Айею Рани тридцать с хвостиком. У него узкие запястья и белые зубы. Врачи надеются, что его удастся вылечить. Он проходит подготовку к трудовой жизни и изучает шведский для иммигрантов.
Главврач Нильс Гуннарссон спрашивает, что говорит по этому поводу Айей. Заведующий отделением качает головой и улыбается. Понятное дело, нет. Кто согласился бы признаться в таком? Статус Бритты среди пациентов исключительно низок.
— Что говорит она сама? Она хочет оставить этого ребенка?
— Она утверждает, что это дитя любви.
Главврач произносит: «О боже!» — и перелистывает историю болезни Бритты. Некоторое время все молчат. Их мысли вертятся вокруг медикаментозного аборта и принудительной стерилизации, которая практиковалась в прежние времена.
— Придется отменить ей литиум, — говорит он. — Нужно сделать так, чтобы ребенок родился как можно более сохранным.
«Кто знает, — думает он про себя. — Возможно, Бритта изменит свое решение, когда почувствует себя хуже, и захочет избавиться от ребенка.
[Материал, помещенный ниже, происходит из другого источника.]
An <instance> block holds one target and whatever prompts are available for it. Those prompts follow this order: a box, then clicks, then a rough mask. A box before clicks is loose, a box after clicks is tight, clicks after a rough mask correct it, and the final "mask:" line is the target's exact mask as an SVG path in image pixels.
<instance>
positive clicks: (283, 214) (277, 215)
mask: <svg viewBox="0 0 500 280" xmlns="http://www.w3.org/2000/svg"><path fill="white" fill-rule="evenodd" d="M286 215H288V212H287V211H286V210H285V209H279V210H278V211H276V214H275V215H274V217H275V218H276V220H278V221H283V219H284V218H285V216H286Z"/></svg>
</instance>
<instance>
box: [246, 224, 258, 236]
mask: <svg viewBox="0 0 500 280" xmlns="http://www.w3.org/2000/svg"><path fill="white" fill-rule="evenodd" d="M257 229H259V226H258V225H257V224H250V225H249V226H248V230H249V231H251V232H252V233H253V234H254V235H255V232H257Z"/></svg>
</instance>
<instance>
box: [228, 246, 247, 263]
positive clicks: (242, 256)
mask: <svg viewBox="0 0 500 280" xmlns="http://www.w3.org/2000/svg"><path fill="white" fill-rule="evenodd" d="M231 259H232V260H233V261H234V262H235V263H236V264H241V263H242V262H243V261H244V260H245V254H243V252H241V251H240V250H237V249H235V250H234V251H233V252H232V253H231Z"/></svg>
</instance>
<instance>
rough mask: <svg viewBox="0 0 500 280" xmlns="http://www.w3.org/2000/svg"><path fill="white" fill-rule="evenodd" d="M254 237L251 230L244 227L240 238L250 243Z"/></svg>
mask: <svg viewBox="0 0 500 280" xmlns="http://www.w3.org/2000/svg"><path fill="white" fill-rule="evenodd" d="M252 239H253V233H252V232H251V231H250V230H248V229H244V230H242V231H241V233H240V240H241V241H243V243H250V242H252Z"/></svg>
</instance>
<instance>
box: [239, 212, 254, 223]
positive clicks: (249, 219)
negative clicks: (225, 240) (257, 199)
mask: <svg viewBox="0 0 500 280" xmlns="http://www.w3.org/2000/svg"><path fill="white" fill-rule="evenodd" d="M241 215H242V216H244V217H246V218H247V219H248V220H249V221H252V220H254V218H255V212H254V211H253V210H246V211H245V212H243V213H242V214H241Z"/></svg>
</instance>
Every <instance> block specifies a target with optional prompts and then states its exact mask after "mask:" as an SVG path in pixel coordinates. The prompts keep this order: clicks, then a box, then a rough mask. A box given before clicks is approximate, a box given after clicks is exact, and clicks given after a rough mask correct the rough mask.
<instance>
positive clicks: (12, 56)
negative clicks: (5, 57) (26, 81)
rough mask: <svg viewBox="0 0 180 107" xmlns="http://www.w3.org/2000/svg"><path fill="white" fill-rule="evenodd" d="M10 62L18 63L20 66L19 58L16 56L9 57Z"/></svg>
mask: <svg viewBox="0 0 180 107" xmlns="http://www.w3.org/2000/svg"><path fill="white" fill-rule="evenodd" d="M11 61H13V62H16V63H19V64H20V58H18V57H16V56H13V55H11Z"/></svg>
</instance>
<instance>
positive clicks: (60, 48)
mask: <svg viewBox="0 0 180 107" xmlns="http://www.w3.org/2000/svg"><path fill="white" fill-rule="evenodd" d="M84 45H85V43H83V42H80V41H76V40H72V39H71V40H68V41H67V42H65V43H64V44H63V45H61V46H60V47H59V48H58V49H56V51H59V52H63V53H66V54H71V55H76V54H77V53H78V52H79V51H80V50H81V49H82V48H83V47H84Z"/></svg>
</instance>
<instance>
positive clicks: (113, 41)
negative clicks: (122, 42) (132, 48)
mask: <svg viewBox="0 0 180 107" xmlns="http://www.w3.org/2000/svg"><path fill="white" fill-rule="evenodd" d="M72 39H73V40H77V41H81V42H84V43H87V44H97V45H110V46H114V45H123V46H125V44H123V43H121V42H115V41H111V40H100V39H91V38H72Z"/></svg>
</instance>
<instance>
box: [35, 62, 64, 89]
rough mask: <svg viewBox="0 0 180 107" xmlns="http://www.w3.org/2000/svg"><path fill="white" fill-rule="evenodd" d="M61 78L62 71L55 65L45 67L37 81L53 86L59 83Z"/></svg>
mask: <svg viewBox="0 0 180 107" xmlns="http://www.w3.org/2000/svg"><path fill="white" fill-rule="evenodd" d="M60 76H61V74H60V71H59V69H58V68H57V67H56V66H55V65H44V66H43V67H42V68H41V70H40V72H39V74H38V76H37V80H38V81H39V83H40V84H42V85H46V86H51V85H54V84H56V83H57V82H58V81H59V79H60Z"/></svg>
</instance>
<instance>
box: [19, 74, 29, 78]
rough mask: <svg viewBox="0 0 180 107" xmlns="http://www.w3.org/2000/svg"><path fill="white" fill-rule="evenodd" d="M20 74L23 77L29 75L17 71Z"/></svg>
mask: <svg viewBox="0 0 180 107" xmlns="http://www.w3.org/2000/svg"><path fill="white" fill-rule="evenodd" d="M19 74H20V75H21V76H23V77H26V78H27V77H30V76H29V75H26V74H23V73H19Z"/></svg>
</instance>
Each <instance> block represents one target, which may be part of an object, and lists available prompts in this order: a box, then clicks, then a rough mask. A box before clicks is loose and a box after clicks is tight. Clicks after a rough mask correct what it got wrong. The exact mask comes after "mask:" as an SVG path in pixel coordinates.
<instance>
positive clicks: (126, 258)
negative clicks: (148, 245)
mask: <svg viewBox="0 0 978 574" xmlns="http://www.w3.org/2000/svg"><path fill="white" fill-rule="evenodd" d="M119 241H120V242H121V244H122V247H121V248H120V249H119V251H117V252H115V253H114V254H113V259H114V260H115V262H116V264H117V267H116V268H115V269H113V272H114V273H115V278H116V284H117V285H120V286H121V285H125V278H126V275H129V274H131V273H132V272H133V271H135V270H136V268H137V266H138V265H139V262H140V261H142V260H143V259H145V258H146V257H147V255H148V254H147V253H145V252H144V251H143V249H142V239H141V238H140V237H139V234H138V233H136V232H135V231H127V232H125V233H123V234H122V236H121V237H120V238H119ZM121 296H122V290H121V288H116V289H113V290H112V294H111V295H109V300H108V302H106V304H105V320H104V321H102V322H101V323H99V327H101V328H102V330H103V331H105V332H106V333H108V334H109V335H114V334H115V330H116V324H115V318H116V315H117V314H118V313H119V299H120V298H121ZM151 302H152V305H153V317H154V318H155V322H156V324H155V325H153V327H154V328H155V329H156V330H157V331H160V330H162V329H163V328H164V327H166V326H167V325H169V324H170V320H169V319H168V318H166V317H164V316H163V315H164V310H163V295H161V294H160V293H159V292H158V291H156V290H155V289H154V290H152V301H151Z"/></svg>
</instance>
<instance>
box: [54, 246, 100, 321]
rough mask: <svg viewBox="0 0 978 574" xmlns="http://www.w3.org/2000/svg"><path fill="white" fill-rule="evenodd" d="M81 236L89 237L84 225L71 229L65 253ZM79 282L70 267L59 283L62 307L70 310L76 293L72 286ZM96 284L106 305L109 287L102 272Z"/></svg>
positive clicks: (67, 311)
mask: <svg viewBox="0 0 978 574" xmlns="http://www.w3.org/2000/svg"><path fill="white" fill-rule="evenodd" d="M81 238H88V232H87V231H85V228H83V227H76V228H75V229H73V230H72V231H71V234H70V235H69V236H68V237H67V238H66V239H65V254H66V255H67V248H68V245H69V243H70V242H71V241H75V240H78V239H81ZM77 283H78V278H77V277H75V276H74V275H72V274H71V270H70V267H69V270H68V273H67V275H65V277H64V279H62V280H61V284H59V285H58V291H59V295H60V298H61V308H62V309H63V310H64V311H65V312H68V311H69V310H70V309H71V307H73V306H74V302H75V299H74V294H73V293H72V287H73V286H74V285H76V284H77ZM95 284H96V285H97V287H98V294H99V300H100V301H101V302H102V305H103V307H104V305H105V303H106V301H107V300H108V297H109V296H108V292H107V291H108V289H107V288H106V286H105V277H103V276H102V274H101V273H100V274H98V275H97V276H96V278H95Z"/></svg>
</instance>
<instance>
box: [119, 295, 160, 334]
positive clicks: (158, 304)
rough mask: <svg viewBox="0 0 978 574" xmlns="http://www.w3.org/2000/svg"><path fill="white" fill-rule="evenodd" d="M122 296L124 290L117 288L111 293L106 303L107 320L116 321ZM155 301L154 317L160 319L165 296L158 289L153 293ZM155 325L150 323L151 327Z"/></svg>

Это был бы наилучший выход для всех заинтересованных сторон».
Главврач Нильс Гуннарссон пытается закрыть историю болезни и закончить совещание, но заведующая отделением не дает ему ускользнуть. Она пребывает в состоянии аффекта еще до того, как открывает рот.
— Мне совершенно не нужно, чтобы Бритта находилась у меня в отделении, не принимая препаратов, — выпаливает она. — У нас мало персонала, нет никаких дополнительных ресурсов. Она устроит в отделении ад кромешный!
Главврач обещает сделать все, что в его силах.
Но заведующая отделением не удовлетворена этим ответом.
— Я говорю совершенно серьезно, — продолжает она. — Я не могу нести ответственность за отделение, если она будет у меня на малых дозах седативного. Я ухожу.
В глубине души главврач сухо констатирует, что Бритта спалит все отделение. И заведующая — ее первая жертва.
Шесть месяцев спустя Бритту под ее проклятия и ругань вкатывают в родильное отделение. Акушерки и врачи стоят и смотрят на это зрелище, замерев от изумления. Она, что, — так и будет рожать? Пристегнутая широким кожаным поясом? Привязанная за руки и за ноги?
— Это единственный возможный способ, — поясняет главный врач психиатрической клиники и с важным видом кладет в рот порцию жевательного табака.
Сотрудники родильного отделения с удивлением смотрят на Нильса Гуннарссона, когда он ходит туда-сюда по коридору возле родильного зала — как пародия на старые времена, когда отцу не разрешалось присутствовать при родах.
С Бриттой двое санитаров из отделения. Парень и девушка, спокойные и решительные, одетые в одинаковые футболки. У парня руки в татуировках, у девушки в одной брови кольцо и пирсинг на языке. Такое дело они не могут доверить случайным людям. На этот раз сотрудники родильного отделения сами неожиданно попали в разряд «случайных людей».
Бритта вне себя. Во время беременности ее состояние постепенно ухудшалось, так как ей отменяли препараты, которые могли повредить плоду. Ее навязчивые представления и вспышки агрессии нарастали.
Между схватками она отрывается по полной программе, изрыгая проклятья, призывая гнев сатаны и его волосатых ангелов на головы всех собравшихся. Все они гниды, сучки и чертовы, чертовы… повторяет она, ища очередное достаточно грубое слово. Время от времени она погружается в бессмысленные диалоги с существами, которых видит только она.
Но когда на Бритту накатывает очередная схватка, она яростно кричит: «Нет, нет!» Пот градом катится по ее телу. Тут даже санитары из отделения выглядят несколько растерянными. Один из них пытается поговорить с роженицей.
— Бритта, ты меня слышишь?
Схватки нарастают.
— Она умирает!
Все смотрят друг на друга. Умирает? Разве может она просто так взять и умереть? Но тут боль отступает, и гнев возвращается.